Sasuke terbangun tak lama berkat penanganan dokter yang memberikannya penangkal zat bius. Ia terkejut ketika mendengar kasus ditutup. Namun, tidak dapat menerima begitu saja laporan yang menyebutkan bahwa sang tersangka bunuh diri dengan senjata api. Menurut Sasuke, bunuh diri dengan menodongkan pistol ke dahi sendiri adalah tindakan yang jarang dilakukan karena tidak praktis. Tapi, bukti kuat terkumpulkan dan hasil akhir memang menyebutkan bahwa Tobirama resmi bunuh diri.

Kasus selesai di pagi buta di hari valentine. Sasuke menamainya dengan valentine berdarah. Meski semalaman mereka telah melalui sebuah kasus menegangkan, tapi Sasuke tidak menemukan sirat muram atau ketakutan dari wajah Hinata. Hinata melangkah di depan Sasuke dan menghirup udara pagi yang sejuk setelah kota diguyur hujan semalaman.

"Hinata." Sasuke memanggil nama sang gadis. Hinata berbalik. Dua lavender mengelereng sempurna ketika Sasuke menyerahkan sesuatu dari tangan yang ia sembunyikan di belakang tubuhnya.

"Ini coklat untukmu."

Hyuuga Hinata kehilangan kata-kata. Bola matanya berkaca. Dipandanginya coklat berbentuk hati itu sebelum ia menerimanya.

"Terima kasih, Sasuke-kun." Hinata memeluk coklat berukuran sedang itu. Ia merasa luarbiasa bahagia sekaligus sedih secara bersamaan.

Ia sedih karena dahulu hanya orang tuanyalah yang memberikan coklat berbentuk hati tersebut dan ia tak pernah mendapatkannya lagi dari siapa pun semenjak kedua orang tuanya meninggal. Di sisi lain, ia bahagia karena kini ada seseorang yang memberikannya coklat berbentuk hati kembali. Pemuda yang pernah mencuri kecupan pertamanya. Pemuda yang sesungguhnya adalah musuh bagi organisasinya. Pemuda yang sebenarnya tengah menyelidiki dirinya seandainya saja identitasnya diketahui.

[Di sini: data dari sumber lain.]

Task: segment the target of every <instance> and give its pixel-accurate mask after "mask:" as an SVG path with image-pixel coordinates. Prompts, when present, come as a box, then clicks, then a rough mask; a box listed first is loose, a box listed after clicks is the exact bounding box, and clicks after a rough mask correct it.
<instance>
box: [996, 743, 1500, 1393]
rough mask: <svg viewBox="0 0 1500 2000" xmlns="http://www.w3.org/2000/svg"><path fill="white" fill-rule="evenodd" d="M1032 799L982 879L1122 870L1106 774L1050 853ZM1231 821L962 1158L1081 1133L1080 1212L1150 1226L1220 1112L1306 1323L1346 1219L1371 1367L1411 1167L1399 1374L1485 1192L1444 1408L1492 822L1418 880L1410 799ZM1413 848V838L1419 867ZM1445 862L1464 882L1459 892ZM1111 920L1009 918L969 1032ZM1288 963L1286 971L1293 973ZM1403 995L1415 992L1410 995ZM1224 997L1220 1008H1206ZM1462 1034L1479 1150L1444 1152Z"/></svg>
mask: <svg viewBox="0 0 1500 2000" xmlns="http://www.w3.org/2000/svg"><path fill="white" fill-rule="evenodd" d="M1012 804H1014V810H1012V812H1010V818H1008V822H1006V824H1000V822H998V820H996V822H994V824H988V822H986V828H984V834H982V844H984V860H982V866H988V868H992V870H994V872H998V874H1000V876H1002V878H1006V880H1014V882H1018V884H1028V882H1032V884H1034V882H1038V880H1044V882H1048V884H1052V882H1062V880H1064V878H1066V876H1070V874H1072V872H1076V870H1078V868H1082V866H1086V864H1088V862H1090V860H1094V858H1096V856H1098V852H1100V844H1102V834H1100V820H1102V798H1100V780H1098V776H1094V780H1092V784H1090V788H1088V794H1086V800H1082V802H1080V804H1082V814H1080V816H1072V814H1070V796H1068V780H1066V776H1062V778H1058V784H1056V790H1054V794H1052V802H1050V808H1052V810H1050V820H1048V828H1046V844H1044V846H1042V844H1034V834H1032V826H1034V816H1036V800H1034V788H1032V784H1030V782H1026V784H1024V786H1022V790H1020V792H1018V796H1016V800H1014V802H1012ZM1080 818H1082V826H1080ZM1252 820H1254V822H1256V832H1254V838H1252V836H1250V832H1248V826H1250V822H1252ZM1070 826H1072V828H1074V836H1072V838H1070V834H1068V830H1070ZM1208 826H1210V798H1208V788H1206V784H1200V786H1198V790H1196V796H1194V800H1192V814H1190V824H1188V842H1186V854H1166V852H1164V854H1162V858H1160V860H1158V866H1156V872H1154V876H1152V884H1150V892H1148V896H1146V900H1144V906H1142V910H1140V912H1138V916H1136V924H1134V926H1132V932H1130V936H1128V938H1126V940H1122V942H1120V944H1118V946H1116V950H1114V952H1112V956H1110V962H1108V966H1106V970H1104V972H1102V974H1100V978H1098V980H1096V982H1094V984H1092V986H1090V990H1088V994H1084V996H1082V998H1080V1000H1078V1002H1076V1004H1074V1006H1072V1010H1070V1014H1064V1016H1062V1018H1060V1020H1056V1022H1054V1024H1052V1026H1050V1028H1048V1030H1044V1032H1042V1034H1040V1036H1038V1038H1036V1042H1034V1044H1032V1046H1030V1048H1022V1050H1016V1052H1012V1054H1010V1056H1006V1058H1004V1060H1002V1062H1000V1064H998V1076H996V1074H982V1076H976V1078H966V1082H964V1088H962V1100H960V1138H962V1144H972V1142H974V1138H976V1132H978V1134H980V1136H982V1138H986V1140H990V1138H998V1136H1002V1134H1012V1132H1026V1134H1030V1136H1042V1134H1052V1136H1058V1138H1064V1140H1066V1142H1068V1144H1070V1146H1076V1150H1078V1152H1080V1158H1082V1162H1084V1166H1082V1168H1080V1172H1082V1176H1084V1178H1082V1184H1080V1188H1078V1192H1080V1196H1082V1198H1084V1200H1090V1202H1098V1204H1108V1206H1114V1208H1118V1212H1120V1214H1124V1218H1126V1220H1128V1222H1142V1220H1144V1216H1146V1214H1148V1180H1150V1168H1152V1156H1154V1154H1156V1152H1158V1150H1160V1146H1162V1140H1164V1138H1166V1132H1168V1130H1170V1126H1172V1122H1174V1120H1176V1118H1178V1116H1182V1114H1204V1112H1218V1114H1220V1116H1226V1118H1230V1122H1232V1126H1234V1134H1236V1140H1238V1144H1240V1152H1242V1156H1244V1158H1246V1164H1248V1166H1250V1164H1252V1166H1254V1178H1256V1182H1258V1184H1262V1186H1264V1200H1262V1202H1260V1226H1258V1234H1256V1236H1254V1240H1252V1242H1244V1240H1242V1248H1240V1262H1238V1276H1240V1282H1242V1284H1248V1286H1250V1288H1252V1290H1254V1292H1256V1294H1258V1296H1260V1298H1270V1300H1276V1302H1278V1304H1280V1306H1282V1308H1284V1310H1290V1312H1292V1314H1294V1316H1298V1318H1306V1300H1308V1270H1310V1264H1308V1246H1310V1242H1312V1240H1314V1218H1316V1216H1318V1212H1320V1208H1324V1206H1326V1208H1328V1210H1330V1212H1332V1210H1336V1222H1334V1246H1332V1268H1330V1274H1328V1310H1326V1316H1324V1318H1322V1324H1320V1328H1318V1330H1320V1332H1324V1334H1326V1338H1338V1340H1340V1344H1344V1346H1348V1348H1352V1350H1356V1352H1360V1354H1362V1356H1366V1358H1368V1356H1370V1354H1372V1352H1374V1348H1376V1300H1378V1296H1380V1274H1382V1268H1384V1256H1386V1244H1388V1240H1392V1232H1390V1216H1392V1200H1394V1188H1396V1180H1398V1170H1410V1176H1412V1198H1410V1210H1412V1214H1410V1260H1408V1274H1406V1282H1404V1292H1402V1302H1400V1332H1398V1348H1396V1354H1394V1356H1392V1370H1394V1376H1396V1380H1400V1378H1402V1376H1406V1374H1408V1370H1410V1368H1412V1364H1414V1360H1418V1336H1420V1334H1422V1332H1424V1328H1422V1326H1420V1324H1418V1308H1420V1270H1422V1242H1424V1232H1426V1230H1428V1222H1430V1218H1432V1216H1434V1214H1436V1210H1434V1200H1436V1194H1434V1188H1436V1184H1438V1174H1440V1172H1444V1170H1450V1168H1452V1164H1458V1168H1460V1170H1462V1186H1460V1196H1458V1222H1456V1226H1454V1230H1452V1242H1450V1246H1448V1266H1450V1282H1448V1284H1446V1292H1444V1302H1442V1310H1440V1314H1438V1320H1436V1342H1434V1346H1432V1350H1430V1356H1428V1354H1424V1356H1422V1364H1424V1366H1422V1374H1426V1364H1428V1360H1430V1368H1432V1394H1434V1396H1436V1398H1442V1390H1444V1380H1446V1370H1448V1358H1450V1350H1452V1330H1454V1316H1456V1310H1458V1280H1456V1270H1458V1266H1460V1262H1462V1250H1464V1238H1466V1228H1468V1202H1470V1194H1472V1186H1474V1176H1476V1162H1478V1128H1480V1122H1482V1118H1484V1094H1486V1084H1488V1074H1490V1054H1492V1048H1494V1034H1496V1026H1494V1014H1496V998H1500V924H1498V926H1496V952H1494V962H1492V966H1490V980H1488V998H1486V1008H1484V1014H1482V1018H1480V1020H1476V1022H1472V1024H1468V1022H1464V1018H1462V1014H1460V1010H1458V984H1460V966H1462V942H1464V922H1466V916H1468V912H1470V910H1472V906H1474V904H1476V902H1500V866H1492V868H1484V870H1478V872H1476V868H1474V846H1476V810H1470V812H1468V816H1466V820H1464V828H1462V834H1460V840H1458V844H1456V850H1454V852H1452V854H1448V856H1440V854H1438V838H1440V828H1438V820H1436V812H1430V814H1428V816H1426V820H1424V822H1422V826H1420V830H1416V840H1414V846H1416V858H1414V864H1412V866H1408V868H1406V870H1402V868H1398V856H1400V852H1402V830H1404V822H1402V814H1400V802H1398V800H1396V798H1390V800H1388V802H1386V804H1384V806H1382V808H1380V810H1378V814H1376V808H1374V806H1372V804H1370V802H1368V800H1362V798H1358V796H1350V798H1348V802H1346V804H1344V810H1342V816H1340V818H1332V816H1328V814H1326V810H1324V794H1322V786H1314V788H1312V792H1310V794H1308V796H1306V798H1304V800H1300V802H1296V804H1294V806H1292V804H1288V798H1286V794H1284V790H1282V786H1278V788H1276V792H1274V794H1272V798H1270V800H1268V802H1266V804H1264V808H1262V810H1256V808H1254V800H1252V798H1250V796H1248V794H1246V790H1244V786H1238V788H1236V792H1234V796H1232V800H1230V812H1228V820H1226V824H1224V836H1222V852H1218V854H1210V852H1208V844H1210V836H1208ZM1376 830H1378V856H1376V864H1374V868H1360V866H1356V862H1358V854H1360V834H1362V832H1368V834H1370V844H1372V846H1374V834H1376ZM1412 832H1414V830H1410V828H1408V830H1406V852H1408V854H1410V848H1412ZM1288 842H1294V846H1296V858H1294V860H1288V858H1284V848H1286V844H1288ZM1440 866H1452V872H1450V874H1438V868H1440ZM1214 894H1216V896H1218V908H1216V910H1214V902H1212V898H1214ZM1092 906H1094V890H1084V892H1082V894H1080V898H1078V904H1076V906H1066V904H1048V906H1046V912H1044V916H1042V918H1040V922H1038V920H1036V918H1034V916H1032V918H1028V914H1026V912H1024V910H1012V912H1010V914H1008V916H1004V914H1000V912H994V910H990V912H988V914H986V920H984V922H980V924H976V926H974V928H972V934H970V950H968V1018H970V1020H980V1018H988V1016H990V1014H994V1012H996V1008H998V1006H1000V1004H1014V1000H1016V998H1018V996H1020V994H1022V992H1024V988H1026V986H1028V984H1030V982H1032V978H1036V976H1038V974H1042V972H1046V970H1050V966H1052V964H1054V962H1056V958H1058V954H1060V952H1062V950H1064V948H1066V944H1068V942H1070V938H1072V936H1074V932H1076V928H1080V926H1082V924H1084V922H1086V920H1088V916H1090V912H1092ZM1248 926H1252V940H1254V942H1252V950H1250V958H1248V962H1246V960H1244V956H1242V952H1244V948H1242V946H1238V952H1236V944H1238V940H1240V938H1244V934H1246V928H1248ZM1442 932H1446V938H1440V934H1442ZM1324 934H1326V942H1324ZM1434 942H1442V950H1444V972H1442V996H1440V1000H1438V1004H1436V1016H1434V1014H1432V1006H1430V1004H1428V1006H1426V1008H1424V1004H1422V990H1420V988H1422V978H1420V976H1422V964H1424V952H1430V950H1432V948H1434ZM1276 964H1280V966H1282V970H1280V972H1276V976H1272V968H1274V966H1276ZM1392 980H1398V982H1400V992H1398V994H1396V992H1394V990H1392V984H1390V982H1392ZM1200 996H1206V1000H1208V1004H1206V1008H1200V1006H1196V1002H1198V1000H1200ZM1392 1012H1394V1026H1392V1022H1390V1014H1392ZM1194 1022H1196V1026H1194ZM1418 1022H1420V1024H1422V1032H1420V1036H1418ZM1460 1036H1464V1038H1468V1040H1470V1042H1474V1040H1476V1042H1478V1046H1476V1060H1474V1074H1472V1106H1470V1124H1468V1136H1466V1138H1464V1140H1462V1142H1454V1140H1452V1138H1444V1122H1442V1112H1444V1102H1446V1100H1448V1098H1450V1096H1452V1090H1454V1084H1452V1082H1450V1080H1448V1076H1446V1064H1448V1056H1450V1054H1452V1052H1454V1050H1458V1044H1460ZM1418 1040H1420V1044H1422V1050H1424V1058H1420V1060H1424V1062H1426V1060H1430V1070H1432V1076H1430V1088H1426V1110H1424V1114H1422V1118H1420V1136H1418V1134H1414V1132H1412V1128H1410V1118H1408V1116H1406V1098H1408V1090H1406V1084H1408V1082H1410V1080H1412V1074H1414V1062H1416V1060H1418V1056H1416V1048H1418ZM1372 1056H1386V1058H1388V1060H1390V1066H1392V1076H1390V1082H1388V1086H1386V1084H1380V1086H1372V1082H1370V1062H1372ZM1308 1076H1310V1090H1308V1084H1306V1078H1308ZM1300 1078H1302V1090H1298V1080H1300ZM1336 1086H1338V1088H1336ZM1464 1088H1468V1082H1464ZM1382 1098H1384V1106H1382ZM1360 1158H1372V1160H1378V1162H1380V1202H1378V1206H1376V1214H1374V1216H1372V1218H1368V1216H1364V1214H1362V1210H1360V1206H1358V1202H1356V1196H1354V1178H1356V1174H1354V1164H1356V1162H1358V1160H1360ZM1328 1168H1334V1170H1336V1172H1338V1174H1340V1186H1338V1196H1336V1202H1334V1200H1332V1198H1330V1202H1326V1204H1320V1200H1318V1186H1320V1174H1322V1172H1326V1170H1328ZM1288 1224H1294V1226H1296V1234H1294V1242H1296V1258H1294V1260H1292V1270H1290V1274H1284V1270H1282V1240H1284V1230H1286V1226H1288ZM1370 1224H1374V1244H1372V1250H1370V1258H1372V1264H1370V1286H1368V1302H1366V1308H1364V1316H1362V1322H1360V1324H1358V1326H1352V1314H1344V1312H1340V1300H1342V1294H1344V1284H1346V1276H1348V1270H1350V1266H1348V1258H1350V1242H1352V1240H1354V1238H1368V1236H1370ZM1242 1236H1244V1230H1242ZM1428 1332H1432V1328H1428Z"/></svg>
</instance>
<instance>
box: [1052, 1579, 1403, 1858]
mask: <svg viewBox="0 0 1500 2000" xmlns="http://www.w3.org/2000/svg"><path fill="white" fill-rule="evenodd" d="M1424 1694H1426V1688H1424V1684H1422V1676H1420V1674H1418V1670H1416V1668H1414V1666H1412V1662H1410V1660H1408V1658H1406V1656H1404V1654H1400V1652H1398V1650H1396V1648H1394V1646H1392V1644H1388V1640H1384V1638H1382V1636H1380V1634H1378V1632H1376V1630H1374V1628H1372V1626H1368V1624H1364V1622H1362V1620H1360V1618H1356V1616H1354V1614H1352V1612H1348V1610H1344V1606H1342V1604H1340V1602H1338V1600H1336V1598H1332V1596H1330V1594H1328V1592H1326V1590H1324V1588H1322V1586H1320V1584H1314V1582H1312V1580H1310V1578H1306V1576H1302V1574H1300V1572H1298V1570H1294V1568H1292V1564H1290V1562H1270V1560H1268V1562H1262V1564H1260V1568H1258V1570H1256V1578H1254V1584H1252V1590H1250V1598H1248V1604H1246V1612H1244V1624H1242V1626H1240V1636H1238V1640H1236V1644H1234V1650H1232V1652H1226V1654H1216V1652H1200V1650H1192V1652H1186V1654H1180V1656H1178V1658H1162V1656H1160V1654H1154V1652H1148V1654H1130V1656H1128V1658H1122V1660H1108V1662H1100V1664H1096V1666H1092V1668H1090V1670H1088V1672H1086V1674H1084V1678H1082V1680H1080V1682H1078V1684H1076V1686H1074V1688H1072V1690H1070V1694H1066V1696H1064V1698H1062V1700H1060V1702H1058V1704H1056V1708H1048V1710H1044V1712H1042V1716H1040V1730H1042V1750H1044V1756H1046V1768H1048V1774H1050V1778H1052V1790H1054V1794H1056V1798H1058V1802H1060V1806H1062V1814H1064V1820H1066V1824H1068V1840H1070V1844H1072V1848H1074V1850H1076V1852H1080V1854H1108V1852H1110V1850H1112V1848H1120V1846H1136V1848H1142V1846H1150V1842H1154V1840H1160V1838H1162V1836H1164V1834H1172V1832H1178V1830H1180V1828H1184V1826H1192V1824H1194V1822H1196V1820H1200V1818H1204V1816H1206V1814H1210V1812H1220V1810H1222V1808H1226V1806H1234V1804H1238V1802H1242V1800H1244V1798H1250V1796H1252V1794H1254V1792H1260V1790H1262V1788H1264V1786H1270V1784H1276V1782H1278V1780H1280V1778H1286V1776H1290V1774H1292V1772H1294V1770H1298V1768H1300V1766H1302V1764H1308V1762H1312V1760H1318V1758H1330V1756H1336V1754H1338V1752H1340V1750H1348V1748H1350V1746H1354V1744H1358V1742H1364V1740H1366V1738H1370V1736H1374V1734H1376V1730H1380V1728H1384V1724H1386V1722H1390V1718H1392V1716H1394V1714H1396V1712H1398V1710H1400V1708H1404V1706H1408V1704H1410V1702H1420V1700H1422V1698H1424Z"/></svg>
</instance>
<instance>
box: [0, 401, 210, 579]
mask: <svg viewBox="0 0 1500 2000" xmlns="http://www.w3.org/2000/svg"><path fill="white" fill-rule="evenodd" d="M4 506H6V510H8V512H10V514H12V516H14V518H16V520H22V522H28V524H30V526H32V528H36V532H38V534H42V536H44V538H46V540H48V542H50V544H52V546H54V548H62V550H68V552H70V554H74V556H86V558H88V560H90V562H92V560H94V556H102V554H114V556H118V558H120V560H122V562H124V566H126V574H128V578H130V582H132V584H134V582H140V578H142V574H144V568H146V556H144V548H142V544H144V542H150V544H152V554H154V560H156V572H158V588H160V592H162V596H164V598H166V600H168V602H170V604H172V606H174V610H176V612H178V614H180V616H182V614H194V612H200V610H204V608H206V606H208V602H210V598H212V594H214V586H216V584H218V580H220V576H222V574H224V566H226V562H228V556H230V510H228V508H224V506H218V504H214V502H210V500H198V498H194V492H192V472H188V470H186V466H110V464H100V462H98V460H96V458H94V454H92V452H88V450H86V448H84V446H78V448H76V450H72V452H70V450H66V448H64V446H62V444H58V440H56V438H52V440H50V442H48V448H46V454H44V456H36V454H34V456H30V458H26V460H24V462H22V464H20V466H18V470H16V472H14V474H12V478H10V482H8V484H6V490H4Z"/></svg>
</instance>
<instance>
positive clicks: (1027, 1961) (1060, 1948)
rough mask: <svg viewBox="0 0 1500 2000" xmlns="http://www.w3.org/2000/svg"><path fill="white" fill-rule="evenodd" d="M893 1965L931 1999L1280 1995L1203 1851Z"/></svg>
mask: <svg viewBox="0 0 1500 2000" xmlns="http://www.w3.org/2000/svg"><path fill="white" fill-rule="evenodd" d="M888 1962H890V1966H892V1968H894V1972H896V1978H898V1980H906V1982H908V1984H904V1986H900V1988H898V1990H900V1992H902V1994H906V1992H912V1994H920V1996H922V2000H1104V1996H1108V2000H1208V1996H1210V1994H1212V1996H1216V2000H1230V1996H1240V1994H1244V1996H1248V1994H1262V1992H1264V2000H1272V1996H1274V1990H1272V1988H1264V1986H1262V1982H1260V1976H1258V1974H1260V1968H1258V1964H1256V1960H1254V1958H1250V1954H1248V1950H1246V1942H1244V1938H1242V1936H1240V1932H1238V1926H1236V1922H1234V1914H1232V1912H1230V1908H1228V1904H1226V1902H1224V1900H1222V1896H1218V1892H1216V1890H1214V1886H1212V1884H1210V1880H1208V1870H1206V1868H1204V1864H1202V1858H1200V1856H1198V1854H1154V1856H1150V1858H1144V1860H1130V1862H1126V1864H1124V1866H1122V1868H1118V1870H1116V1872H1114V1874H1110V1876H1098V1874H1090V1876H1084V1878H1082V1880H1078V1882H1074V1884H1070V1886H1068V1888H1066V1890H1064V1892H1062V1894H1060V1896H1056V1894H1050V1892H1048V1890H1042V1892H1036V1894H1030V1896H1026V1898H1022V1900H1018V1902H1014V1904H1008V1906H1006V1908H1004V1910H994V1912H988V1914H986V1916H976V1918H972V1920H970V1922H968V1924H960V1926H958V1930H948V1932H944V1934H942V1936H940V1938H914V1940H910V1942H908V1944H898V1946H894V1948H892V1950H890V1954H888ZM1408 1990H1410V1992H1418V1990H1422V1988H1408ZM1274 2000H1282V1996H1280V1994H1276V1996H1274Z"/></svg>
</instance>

Hinata sontak memeluk Sasuke. Ia benar-benar gembira. Pemuda itu selalu berusaha menyenangkannya. Hyuuga Hinata benar-benar tidak habis pikir. Ponsel semalam yang terus berdering didominasi oleh pesan dari Sasuke. Sasuke bahkan menggunakan layanan GPS untuk mengetahui letaknya berada. Sasuke telah berperan sebagai Neji dan orang tuanya sekaligus.

"Terima kasih, Sasuke-kun. Terima kasih."

Sasuke tersenyum. "Meskipun laki-laki yang memberikan coklat itu terkesan membalikkan tradisi. Tapi, asalkan kau senang. Bagiku tak mengapa."

Hinata tertawa kecil. Ia melepaskan pelukannya. "White day nanti aku yang akan memberikanmu s-sesuatu agar adil."

Uchiha itu memberikan sentilan di hidung Hinata. Ia menaikkan sebelah alisnya. Mereka berdua kembali berjalan. Di bawah busur pelangi yang menghias langit pagi di angkasa raya.